Advogado, é integrante do grupo de formulação de políticas públicas de combate à corrupção da pré-campanha de Sergio Moro (Podemos) à Presidência da República

Felipe Locke Cavalcanti

Advogado dos mesmos procuradores, é procurador de Justiça aposentado do Ministério Público de São Paulo

Recentemente, grande debate tomou lugar nos meios jurídicos e políticos a partir do pedido formulado pelo ex-presidente Luiz Inácio Lula da Silva (PT) para, em sede da reclamação 43.007, de relatoria do ministro Ricardo Lewandowski, ter acesso ao material apreendido na Operação Spoofing, em que hackers invadiram dispositivos telefônicos, telemáticos e de informática de uma vasta gama de pessoas, dentre as quais autoridades públicas.

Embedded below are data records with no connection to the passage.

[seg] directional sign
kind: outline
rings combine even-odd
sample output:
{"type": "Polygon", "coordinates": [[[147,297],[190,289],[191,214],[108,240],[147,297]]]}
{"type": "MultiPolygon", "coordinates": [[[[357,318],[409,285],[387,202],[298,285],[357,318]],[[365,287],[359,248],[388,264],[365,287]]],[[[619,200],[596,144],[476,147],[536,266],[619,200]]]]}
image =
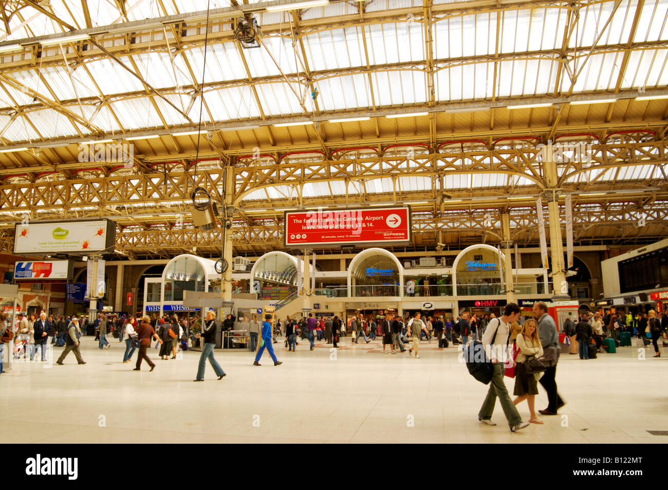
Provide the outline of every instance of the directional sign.
{"type": "Polygon", "coordinates": [[[285,223],[286,247],[411,243],[409,206],[286,211],[285,223]]]}

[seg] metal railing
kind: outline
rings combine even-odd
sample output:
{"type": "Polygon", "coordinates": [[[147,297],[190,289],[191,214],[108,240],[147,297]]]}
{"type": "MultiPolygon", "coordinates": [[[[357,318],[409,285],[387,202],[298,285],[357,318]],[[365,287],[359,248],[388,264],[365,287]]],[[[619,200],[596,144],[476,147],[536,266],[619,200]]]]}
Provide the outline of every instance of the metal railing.
{"type": "Polygon", "coordinates": [[[287,305],[288,303],[290,303],[291,301],[295,299],[297,297],[297,291],[295,291],[295,292],[289,295],[287,297],[284,297],[279,302],[275,303],[274,306],[276,307],[276,310],[277,311],[278,311],[279,310],[284,307],[285,305],[287,305]]]}

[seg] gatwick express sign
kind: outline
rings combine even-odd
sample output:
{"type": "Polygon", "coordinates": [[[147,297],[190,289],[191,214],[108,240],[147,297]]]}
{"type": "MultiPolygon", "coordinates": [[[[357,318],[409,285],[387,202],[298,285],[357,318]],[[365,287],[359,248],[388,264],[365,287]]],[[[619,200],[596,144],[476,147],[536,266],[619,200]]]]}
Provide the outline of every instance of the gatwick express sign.
{"type": "Polygon", "coordinates": [[[409,206],[286,211],[285,246],[324,248],[337,245],[407,245],[409,206]]]}

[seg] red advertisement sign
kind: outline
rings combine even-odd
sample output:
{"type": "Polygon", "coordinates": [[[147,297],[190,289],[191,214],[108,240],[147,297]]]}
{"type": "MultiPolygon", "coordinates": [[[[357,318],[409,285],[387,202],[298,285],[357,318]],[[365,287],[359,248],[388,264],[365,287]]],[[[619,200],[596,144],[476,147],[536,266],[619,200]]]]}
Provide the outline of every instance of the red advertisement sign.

Com a autorização concedida pelo ministro do Supremo Tribunal Federal —decisão contra a qual um grupo de sete procuradores da República que atuaram na Operação Lava Jato está se insurgindo por meio de recursos próprios—, o material apreendido na Operação Spoofing vem novamente a público na tentativa de descredenciar todo o trabalho realizado pela Lava Jato ao longo dos últimos anos.

A exposição da intimidade das pessoas é chocante, e recentemente foram anexadas fotos de crianças nesses autos, em verdadeiro desrespeito ao que preceitua o Estatuto da Criança e do Adolescente (ECA).

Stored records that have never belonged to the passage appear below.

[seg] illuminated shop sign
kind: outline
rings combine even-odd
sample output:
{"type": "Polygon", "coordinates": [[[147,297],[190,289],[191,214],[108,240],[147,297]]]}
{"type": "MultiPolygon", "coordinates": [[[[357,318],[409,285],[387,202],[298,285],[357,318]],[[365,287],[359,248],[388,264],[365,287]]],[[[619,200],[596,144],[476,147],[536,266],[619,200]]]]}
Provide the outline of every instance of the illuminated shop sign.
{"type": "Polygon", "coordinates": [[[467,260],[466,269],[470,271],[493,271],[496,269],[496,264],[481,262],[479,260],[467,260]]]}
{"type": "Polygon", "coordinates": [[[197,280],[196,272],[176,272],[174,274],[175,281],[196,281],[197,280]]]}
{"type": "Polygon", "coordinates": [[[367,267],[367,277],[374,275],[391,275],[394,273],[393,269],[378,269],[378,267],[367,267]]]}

Mas o que mais choca é a tentativa desesperada de um réu já condenado em instâncias inferiores de trazer credibilidade ou veracidade a aludido material, invertendo sua posição processual para desacreditar o trabalho da acusação e da Justiça.

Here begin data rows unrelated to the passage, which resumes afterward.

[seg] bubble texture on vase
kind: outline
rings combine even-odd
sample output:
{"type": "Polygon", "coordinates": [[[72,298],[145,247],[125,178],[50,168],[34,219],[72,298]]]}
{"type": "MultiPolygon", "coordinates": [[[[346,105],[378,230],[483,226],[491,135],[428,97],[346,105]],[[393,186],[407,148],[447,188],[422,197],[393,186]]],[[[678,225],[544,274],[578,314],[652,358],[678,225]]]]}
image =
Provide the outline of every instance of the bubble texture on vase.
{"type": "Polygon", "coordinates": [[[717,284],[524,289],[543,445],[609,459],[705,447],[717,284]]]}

O ponto central da nossa manifestação consiste em destacar uma questão fundamental: o material apreendido com os hackers na Operação Spoofing jamais foi periciado e jamais será a ponto de se tornar uma prova aceitável do ponto de vista jurídico.

Explica-se: o que se tem hoje é um material apreendido com hackers, réus confessos, que invadiram dispositivos telefônicos, telemáticos e de informática de uma vasta gama de pessoas. Os crimes de invasão desses dispositivos e de realização sem autorização judicial de interceptações telefônicas, telemáticas ou de informática, previstos no artigo 154-A do Código Penal e no artigo 10 da lei nº 9.296/1996, são crimes formais. Realizam-se mediante a mera conduta de invadir ou realizar a interceptação, pouco importando a higidez ou validade do material que foi objeto daquela invasão ou interceptação.

E é aqui que reside a grande confusão a que está sendo levada a opinião pública porque, no momento em que a Polícia Federal apreendeu o material hackeado, não se pôde fazer uma comparação por meio de perícia entre o que foi apreendido e o que supostamente constava dos celulares ou das contas do aplicativo Telegram dessas autoridades públicas. Não se fez, assim, o cotejo entre o que foi apreendido e o que supostamente foi digitado porque, para a apuração de tais crimes (formais e de mera conduta), basta apenas a prova de que houve a invasão ou a interceptação indevidas e à margem da lei.

O laudo da Polícia Federal mencionado nas decisões judiciais é uma espécie de “auto de busca e apreensão” para apenas descrever o que foi apreendido e para lacrar, a partir do momento da apreensão, quaisquer adulterações futuras a partir de então. Tal laudo, contudo, jamais poderia atestar, como de fato não atesta, que o material apreendido corresponde àquilo que teria sido digitado entre as vítimas simplesmente porque esse cotejo jamais existiu e mesmo porque, ao tempo da busca e apreensão, muitos usuários já sequer tinham contas ativas no Telegram.

Daí porque, por mais que se tente fazer um eco na opinião pública para desacreditar a Operação Lava Jato, o material apreendido na Operação Spoofing jamais poderá ser utilizado como prova em defesas judiciais porque se trata efetivamente de uma prova ilícita, posto que obtida por meio de prática criminosa (conforme já decidido pelo STF no HC 168.052, relatoria do ministro Gilmar Mendes) —e porque se trata de uma prova imprestável, posto que não tem correspondência aferida com aquilo que as vítimas teriam supostamente digitado.